Любовь и каприз - Картер Мэри. Страница 25
Но чувство вины исчезло, как только он снова нашел губами ее рот. В мире не осталось ничего, кроме его губ и его желания, на которое она отзывалась всем своим существом. Мэтью прижимал ее к стене своим телом, а руками, не прерываясь ни на мгновение, гладил ее бедра и грудь, и влажную складочку под грудью. Он ласкал пальцами ее соски, влажные и помнящие сладкую боль от его поцелуев, слегка покусывал мочки ее ушей и касался языком эрогенных точек за ними.
— Я хочу тебя, — сказал он, целуя ее шею. — Я хочу погрузиться в тебя и любить тебя до умопомрачения.
— Правда?..
Это было все, что она смогла выговорить, и то еле слышно. Никогда прежде с ней не бывало такого. Никогда она себя так не вела; никогда не испытывала ничего подобного; никогда не знала, что значит потерять над собой контроль. Кровь стучала у нее в висках, а все ее прежнее здравомыслие разлетелось в пух и прах; она была само смятение, сама покорность.

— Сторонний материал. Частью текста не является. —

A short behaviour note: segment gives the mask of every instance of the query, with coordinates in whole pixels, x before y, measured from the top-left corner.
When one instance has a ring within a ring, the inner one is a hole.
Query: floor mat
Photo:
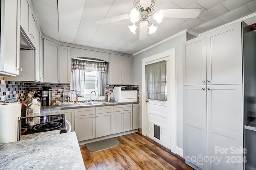
[[[99,141],[89,143],[85,145],[88,150],[92,152],[99,152],[114,148],[119,144],[119,141],[116,138],[110,138]]]

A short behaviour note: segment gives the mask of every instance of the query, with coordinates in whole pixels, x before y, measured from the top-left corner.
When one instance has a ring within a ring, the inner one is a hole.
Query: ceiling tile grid
[[[194,19],[164,18],[160,24],[149,19],[158,28],[145,40],[140,41],[139,28],[136,34],[131,32],[128,26],[132,24],[129,19],[102,25],[95,22],[129,14],[134,8],[133,0],[32,1],[44,34],[61,41],[130,54],[184,29],[201,34],[256,12],[256,0],[156,0],[155,11],[199,8],[201,14]]]

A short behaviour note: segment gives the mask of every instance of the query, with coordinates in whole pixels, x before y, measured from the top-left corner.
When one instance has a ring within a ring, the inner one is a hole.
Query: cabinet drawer
[[[76,116],[79,116],[89,115],[95,114],[95,108],[82,108],[76,109]]]
[[[114,106],[114,112],[120,111],[129,110],[132,110],[132,104],[124,104],[123,105]]]
[[[113,112],[113,106],[97,107],[96,110],[96,114]]]

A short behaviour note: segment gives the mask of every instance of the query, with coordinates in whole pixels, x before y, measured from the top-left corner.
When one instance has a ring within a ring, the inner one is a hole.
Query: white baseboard
[[[183,150],[179,148],[178,146],[176,147],[176,154],[180,155],[180,156],[183,156]]]

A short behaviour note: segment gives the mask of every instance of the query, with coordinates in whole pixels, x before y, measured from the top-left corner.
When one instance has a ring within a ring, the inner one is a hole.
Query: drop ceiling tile
[[[58,8],[58,3],[57,0],[32,0],[31,1],[34,5],[34,3],[36,1],[40,1],[44,4],[50,5],[55,8]]]
[[[133,8],[133,1],[116,0],[109,9],[108,14],[112,16],[129,14]]]
[[[102,4],[103,5],[106,5],[107,6],[110,6],[113,2],[114,1],[114,0],[93,0],[94,1],[97,2]]]
[[[204,8],[209,10],[212,8],[221,4],[226,0],[199,0],[197,1],[201,6],[203,6]]]
[[[58,9],[56,8],[41,1],[38,0],[32,1],[34,10],[38,15],[42,15],[48,17],[49,20],[58,19]]]
[[[203,7],[202,7],[202,6],[201,6],[201,5],[200,5],[200,4],[199,4],[196,2],[192,4],[192,5],[190,5],[188,8],[200,8],[201,9],[200,14],[202,14],[207,10],[206,10]]]
[[[169,0],[157,0],[156,6],[160,9],[179,9],[180,7]],[[156,10],[155,11],[156,11]]]
[[[204,21],[209,21],[222,15],[229,11],[221,4],[200,15],[198,18]]]
[[[254,1],[246,5],[246,6],[249,8],[252,12],[254,12],[256,11],[256,1]]]
[[[230,11],[232,11],[244,5],[245,5],[254,0],[227,0],[222,4]]]
[[[222,15],[219,18],[225,22],[229,22],[246,16],[251,13],[251,10],[246,6],[244,6]]]
[[[171,0],[171,1],[182,8],[186,8],[196,2],[197,0]]]
[[[225,24],[225,22],[217,18],[203,24],[191,30],[198,34],[201,34]]]
[[[110,8],[110,6],[100,4],[92,0],[87,0],[83,13],[94,18],[103,19],[108,13]]]
[[[201,19],[196,18],[183,24],[180,26],[184,29],[192,29],[205,22]]]
[[[98,18],[83,14],[76,34],[74,44],[87,46],[100,25],[95,24]]]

— Правда, — выдохнул он и, подхватив ее пониже спины, крепко прижал к своему напрягшемуся мужскому телу. Его дыхание было частым и прерывистым. — Господи! Из-за тебя я чувствую себя изголодавшимся по женщине подростком!
— Из-за меня? — Саманта отвечала ему совершенно машинально. Разве могла она о чем-нибудь думать, пока Мэтью покрывал горячими быстрыми поцелуями ее запрокинутое лицо. Она чувствовала, что погибает, сгорает в огне его страсти.

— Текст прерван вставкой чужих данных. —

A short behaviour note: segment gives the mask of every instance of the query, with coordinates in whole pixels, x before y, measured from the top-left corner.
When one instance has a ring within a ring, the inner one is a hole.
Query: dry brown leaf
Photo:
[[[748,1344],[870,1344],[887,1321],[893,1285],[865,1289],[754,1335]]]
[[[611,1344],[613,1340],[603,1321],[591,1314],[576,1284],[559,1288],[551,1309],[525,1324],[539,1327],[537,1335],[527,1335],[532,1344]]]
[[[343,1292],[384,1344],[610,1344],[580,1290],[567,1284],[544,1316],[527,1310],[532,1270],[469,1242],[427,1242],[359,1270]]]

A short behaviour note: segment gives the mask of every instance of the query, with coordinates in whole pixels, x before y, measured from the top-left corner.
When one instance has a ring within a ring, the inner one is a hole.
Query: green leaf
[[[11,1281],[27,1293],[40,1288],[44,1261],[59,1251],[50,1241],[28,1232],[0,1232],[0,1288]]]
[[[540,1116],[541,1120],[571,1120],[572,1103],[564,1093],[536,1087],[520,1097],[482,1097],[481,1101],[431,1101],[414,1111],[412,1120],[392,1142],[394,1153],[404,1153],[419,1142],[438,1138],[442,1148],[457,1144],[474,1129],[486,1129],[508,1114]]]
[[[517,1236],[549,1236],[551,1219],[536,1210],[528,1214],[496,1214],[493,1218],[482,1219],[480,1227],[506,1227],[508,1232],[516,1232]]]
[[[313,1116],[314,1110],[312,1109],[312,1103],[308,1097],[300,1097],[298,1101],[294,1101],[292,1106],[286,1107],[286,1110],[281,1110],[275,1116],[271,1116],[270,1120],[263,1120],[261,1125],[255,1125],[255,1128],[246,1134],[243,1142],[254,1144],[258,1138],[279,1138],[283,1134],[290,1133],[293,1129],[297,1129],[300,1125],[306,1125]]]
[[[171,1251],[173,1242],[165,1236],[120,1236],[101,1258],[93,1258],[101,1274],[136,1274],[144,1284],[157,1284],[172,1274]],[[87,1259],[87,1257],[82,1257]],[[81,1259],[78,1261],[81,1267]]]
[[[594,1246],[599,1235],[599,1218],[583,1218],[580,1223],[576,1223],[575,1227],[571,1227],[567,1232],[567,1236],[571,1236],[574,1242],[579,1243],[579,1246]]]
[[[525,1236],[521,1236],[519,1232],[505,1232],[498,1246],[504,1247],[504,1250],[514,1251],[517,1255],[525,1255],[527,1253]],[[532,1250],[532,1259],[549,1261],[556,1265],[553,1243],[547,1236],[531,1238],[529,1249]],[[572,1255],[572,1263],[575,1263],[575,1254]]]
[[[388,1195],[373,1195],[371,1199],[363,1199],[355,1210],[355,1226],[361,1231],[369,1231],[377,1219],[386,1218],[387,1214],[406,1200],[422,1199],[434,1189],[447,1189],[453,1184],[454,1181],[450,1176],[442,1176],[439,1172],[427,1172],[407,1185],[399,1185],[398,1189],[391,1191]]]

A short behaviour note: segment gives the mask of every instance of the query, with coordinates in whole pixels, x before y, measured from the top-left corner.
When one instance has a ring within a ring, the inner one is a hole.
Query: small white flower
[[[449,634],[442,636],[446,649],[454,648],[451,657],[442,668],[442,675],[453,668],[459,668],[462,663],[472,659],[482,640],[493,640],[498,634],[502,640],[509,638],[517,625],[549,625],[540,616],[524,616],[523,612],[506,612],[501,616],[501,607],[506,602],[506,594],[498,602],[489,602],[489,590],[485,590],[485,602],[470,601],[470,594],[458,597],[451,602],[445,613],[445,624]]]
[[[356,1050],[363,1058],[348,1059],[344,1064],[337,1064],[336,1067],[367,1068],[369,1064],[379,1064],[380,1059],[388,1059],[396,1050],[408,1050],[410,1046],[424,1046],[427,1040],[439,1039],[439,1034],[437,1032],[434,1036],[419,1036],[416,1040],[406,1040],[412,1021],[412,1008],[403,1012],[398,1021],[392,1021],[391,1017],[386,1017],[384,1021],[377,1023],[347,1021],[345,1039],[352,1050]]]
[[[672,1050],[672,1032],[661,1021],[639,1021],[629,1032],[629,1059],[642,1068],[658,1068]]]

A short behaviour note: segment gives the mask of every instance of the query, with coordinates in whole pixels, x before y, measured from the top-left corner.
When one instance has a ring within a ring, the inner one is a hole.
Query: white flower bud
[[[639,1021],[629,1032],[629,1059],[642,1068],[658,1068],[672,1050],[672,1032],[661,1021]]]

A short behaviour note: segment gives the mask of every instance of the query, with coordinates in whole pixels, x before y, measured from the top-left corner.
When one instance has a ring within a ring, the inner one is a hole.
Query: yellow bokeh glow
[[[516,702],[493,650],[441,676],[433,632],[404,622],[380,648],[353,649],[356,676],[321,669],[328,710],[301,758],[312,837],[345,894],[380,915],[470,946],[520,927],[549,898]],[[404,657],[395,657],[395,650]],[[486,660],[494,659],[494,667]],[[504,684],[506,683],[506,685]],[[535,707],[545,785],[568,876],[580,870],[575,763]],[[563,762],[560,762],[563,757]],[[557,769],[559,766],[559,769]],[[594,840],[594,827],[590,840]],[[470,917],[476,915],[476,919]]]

И тут, когда все ее смятенное существо взывало к нему, моля, чтобы он отнес ее в постель и довел начатое до логического конца, в этот момент он мягким, но решительным движением отстранился от нее. Саманта недоуменно смотрела на него, а Мэтью прощальным жестом скользнул рукой от ее талии к судорожно стиснутым бедрам. В этом движении было отчаяние, безошибочно свидетельствующее, что он отступает.

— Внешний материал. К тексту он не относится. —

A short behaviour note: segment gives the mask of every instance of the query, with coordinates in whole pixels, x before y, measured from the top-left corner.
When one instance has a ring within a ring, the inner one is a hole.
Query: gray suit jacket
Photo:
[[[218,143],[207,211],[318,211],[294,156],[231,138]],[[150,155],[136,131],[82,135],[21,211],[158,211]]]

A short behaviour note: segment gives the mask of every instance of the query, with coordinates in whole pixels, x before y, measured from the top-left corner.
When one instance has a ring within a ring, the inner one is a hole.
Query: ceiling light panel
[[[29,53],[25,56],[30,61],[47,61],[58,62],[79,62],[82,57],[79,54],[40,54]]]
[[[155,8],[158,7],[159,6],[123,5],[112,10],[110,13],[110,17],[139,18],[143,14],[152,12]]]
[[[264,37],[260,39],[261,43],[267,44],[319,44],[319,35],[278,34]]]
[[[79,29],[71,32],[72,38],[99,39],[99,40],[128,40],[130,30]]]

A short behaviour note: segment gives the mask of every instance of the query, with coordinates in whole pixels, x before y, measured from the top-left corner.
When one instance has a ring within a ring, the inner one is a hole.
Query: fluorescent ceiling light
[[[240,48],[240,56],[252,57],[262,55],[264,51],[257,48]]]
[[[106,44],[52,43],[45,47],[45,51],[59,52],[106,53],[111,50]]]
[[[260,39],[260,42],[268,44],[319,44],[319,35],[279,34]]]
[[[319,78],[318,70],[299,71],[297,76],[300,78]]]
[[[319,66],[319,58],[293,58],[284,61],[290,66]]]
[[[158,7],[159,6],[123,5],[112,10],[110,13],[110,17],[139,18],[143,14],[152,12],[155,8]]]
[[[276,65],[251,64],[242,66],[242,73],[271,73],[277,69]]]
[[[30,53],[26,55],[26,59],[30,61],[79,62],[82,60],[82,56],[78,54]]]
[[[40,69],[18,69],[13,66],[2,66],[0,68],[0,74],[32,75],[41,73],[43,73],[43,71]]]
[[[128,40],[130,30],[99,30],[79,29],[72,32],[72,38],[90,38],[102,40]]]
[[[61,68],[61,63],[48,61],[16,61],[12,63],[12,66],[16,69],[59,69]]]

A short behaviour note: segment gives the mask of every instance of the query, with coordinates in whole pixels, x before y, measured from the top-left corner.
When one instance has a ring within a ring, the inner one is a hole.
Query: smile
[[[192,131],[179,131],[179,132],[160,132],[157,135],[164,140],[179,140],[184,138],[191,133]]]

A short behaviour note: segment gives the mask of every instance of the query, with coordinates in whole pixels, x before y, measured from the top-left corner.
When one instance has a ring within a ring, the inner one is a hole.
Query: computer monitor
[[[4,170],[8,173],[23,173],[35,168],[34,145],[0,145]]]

— Из-за тебя, — сказал он, и ей понадобилось время, чтобы осознать, к чему относился его ответ. — Но даже подростки должны уметь иногда сдерживаться. — Его губы дернулись, и она поняла, каких усилий ему стоило оторваться от нее. — Мои родственники ждут нас с тобой к чаю. Мама чтит этот обряд со времен своего замужества.
Саманта невольно испустила вздох разочарования, услышав который, Мэтью замер. Он пожирал ее глазами, жадно впитывал в себя весь ее облик.
— Оденься, — через силу выговорил он, и Саманта машинально натянула майку, отмечая и в его фигуре явные признаки того, что он тоже все еще не справился со своим возбуждением.
— Я… я не знаю, что мне надеть, — засомневалась она, расправляя на груди помятую майку, и он на мгновение прикрыл глаза, как от боли.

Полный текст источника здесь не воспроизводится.